Cet instituteur et syndicaliste de 51 ans, considéré pendant la campagne comme un "ovni politique", doit maintenant exercer le pouvoir. Une tâche ardue avec en toile de fond une crise économique profonde et un système politique entaché par la corruption et la division.
Convaincre et rassembler un peuple divisé.
Élu avec à peine quelques dizaines de milliers de voix d’écart d’avance sur Keiko Fujimori, le candidat de la gauche radicale aura pour premier défi de rassembler. D’autant que, parmi les suffrages exprimés en sa faveur, beaucoup visaient à contrer sa rivale, exécrée par de nombreux Péruviens à cause des nombreux scandales de corruption qui l’entourent, elle et sa famille.
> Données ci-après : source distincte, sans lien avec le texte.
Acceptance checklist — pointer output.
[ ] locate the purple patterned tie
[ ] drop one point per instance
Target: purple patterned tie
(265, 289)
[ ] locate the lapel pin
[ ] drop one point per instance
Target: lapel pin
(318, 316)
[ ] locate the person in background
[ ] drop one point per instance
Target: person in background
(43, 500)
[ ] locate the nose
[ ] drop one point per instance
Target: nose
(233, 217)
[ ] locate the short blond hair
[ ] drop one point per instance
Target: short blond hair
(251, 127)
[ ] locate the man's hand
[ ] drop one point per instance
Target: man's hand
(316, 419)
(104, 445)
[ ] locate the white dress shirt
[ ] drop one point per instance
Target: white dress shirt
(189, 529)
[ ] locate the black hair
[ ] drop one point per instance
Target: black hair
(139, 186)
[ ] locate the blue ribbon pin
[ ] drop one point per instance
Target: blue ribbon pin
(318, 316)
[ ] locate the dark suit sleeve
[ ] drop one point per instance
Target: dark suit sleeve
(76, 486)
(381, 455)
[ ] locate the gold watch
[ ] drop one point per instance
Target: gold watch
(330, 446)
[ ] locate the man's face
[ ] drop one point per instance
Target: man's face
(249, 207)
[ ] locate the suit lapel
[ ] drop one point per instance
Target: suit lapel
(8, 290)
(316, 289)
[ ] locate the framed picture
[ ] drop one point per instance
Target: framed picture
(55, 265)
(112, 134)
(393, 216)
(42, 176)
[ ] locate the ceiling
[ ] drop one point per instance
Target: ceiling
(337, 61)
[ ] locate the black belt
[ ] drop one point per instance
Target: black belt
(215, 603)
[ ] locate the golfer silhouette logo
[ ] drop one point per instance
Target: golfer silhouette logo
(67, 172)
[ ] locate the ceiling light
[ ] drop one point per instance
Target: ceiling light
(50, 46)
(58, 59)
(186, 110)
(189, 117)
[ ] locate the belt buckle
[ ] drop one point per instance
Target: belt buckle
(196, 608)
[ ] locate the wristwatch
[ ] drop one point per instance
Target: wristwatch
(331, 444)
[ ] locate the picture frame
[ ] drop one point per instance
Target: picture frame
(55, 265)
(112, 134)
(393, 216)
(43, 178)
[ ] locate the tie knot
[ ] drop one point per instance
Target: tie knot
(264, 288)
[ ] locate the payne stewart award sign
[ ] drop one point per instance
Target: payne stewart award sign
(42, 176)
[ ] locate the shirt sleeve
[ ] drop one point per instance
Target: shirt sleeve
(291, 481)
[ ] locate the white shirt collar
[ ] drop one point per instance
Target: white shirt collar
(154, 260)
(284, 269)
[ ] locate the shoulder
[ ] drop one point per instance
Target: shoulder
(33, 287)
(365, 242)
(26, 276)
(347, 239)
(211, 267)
Pour beaucoup de ses concitoyens, Pedro Castillo incarne une voie dangereuse. Durant la campagne électorale, ses détracteurs ont cherché à le décrédibiliser en le qualifiant pendant des mois de communiste incapable de gouverner, proche des régimes de la Corée du Nord, du Venezuela et de Cuba. Ces manœuvres ont fonctionné et l’opinion publique péruvienne est plus que jamais polarisée. « Je rejette catégoriquement l’idée que nous allons importer des modèles d’autres pays. Nous ne sommes pas des chavistes (du nom de l’ancien président vénézuélien Hugo Chavez, NDLR), nous ne sommes pas des communistes, nous ne sommes pas des extrémistes, encore moins des terroristes » a martelé le nouveau président, vendredi.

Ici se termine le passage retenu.